Now that we’ve had a few months to live with and consider some of our renovation choices I just wanted to share some of my thoughts.
One big change that I would make is to NOT go with fitting the standalone bathtub into an alcove. Even though they offer the bead kit that will prevent water from seeping through and damaging the wall, and even though Tommy made sure that there was going to be a great seal with caulking, etc. to back that up, the fact is that the bathtub itself lacks a sufficient slope for the water to cascade down the wall and flow into the tub. Instead it tends to accumulate around the base of the wall.
After each shower we make sure to quickly wipe up the excess water to prevent mould from forming from this accumulation.
Our toilets are GREAT, they have overcome our bungalow’s naturally sluggish sewer drainage and all perform consistently and well. However, Michelle didn’t favor the flush handles and so we installed some that protruded from the tank by a good inch or so over the original ones. This means that the toilet seat lid rests against the handle. The flush is VERY vigorous and can be felt through the handle when they are depressed. What this means is that the handles are wearing through the toilet seat lids.
It’s gotten bad enough that, if we’re not careful, the handle can actually be held down by the friction of the toilet seat and allow the water to flow slightly after the flush.

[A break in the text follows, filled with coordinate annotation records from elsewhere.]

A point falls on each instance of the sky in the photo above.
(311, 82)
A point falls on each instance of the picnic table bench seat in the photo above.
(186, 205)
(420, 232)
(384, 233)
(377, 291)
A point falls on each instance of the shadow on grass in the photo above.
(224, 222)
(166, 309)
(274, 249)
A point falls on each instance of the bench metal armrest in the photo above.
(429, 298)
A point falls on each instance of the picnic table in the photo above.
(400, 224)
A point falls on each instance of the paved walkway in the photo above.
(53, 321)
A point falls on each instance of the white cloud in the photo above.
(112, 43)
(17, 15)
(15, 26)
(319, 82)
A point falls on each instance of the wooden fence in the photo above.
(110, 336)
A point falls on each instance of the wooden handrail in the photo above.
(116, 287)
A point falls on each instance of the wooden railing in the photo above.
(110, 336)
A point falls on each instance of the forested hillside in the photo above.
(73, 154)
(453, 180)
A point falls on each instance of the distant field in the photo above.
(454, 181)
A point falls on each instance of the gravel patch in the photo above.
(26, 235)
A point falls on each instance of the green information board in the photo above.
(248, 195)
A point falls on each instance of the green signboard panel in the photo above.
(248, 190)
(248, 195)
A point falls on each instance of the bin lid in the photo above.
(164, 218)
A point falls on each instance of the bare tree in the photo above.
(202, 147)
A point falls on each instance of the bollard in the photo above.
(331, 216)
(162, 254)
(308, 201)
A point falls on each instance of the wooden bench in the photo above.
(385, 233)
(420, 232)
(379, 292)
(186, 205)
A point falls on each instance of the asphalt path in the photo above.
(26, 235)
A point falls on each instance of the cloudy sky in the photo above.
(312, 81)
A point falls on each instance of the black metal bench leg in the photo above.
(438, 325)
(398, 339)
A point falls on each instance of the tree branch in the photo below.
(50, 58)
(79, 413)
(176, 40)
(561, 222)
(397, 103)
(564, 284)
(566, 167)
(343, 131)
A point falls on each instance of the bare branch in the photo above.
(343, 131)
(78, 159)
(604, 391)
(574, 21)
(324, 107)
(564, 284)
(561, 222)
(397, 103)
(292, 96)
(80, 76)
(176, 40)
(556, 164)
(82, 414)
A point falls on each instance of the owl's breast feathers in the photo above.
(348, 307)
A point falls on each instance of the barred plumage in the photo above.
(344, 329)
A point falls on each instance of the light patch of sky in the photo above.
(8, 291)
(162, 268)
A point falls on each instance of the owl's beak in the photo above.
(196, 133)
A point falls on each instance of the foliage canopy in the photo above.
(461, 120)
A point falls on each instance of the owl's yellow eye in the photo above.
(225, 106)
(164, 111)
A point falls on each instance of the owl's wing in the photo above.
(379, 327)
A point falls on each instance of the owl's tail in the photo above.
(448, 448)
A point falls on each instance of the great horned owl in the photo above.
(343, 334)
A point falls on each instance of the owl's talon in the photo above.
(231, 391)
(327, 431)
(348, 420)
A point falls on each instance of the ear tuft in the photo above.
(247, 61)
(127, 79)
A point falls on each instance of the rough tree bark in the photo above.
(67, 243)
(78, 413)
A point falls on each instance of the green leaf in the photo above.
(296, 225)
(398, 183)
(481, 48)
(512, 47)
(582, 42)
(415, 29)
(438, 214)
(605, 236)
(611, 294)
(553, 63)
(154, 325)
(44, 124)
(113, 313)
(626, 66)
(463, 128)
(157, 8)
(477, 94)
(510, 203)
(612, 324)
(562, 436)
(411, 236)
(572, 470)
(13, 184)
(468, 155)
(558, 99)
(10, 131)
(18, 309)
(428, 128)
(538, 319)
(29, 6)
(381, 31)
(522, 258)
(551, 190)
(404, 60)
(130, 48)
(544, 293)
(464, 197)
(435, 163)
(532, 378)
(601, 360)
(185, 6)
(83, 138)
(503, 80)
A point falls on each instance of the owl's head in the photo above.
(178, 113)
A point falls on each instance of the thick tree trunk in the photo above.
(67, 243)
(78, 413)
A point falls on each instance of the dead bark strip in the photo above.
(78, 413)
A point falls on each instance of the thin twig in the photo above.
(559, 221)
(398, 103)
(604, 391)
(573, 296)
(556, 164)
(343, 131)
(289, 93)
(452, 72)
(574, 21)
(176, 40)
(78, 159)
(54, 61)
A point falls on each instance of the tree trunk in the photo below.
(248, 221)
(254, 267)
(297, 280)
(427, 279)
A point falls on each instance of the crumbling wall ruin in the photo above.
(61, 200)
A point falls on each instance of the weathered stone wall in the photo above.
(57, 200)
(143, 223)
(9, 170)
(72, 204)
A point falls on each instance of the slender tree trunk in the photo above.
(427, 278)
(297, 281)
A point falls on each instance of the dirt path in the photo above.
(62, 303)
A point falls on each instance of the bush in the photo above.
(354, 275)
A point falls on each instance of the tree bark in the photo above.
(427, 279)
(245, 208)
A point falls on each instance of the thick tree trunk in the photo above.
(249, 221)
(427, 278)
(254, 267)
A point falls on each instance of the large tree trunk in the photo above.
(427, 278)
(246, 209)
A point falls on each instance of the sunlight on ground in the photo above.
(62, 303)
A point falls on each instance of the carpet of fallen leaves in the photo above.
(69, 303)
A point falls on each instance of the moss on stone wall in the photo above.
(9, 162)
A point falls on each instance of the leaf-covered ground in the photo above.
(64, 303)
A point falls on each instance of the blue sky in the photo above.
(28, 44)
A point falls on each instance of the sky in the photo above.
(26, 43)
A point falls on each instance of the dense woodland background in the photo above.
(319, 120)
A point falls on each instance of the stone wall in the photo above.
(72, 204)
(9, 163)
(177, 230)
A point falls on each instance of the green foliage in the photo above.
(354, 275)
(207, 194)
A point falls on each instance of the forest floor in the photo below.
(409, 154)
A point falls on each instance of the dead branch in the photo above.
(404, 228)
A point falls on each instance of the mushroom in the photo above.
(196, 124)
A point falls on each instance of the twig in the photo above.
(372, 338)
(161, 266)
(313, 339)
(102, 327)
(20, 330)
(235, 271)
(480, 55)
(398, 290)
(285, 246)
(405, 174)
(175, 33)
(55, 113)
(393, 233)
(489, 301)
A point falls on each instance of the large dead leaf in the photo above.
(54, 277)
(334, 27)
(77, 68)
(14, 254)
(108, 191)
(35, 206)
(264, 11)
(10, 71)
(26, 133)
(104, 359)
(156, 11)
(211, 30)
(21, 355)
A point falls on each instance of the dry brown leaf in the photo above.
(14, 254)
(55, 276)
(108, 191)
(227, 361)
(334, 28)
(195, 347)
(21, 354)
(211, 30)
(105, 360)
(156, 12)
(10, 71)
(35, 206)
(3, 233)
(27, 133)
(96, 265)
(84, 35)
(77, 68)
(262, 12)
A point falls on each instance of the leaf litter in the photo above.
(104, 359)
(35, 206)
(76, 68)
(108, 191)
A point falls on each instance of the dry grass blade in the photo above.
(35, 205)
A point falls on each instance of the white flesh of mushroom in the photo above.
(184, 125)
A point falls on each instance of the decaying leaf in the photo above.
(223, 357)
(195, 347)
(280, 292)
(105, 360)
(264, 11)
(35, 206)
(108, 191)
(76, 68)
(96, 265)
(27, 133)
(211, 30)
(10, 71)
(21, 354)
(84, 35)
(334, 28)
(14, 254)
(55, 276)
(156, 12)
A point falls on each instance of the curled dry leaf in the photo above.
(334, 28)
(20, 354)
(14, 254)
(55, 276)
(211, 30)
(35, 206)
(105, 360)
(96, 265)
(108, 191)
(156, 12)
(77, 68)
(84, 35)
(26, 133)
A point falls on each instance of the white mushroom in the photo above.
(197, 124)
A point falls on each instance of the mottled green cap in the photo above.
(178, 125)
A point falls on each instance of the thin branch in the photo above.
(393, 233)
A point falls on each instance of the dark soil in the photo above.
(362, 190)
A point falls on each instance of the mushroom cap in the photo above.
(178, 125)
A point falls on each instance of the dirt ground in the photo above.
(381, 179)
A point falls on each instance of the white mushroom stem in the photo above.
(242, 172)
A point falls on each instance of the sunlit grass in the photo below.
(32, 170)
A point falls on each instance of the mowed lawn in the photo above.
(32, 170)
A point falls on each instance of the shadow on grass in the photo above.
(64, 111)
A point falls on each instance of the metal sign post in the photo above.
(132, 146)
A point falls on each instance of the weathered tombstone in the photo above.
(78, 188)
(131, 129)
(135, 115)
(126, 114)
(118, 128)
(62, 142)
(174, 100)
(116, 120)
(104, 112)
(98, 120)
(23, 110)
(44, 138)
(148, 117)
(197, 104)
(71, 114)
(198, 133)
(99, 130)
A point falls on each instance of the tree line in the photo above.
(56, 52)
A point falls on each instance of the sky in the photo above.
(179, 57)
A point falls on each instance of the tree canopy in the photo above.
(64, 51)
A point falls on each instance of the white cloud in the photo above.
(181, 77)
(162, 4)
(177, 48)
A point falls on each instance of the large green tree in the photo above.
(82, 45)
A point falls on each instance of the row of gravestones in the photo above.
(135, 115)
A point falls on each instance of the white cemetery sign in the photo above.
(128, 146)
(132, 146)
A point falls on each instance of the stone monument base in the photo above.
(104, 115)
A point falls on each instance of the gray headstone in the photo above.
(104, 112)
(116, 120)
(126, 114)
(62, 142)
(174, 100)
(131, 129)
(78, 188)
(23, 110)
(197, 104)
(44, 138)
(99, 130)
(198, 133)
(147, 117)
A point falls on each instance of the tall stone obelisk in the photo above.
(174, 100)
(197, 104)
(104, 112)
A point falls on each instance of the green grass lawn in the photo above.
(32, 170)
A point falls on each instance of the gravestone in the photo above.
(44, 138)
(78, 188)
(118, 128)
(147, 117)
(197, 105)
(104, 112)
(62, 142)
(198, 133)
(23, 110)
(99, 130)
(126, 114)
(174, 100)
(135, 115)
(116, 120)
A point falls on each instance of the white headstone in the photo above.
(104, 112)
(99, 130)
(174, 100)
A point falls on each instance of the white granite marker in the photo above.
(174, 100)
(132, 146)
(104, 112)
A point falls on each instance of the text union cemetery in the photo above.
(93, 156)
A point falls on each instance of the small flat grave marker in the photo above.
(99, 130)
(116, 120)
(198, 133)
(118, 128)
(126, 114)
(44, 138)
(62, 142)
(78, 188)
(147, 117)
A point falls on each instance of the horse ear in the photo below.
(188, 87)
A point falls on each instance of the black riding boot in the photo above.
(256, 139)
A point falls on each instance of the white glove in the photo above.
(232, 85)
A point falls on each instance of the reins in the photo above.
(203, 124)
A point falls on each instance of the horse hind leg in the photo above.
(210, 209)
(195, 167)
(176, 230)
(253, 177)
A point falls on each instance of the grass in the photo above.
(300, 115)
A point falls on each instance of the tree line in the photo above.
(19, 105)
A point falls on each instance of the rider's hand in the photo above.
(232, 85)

This is remedied by pulling the seat forward when flushing but these handles will need to be replaced.In designing the bed end tables, I specified that the cupbard doors open “traditionally” with the hinge on the side and the handle in the middle. I was thinking of “normal” use such as accessing the cupbard when standing in front of it. This, of course, makes it awkward to open if you’re in bed which is when you want the most convenience. So I’d have these cupbards open the other way. I may be able to swap the doors from the right and left end tables… hmmm.
I had elected to have only the heating lamp and not the fan on a timer in our master bathroom. I’ve never had a fan timer before in there and I was simply used to it. But, given the risk of mould from the water accumulation above I’d now like to put in a timer for the fan so I can have it run for an extra hour after we’re done in there, but not for the whole day. Since the fan is on a half-size switch, I need to think about a way to do it, but nothing obvious comes to mind.
I don’t think there is anything I could have done about this, but the thermo-balanced faucet does come at a water-throughput price. It’s not nearly so bad as those severly “lo-flo” fixtures but I can see that it does limit the water somewhat. I don’t have a problem conserving water (you can just look at my water bill to see that) but my morning shower isn’t a place that I wish to scrimp. I temporarily replaced the new showerhead with the one that used to be there and I could tell that there was some restriction imposed by the new head itself. This was resolved by a quick trip out to the garage and drilling out the restriction. But there is still a limitation imposed by the faucet itself that I’m willing to accept for the great temperature control features that it offers.
Aside from those trifles (the bathtub being the one that I would most caution folks about) we’re still extremely pleased with the work and the results. It wasn’t cheap, but you need to invest your time and/or your money to get what you want in life. Lacking the great amount of time it would take (and some of the requisite skills) the money trade-off was well worth it to us.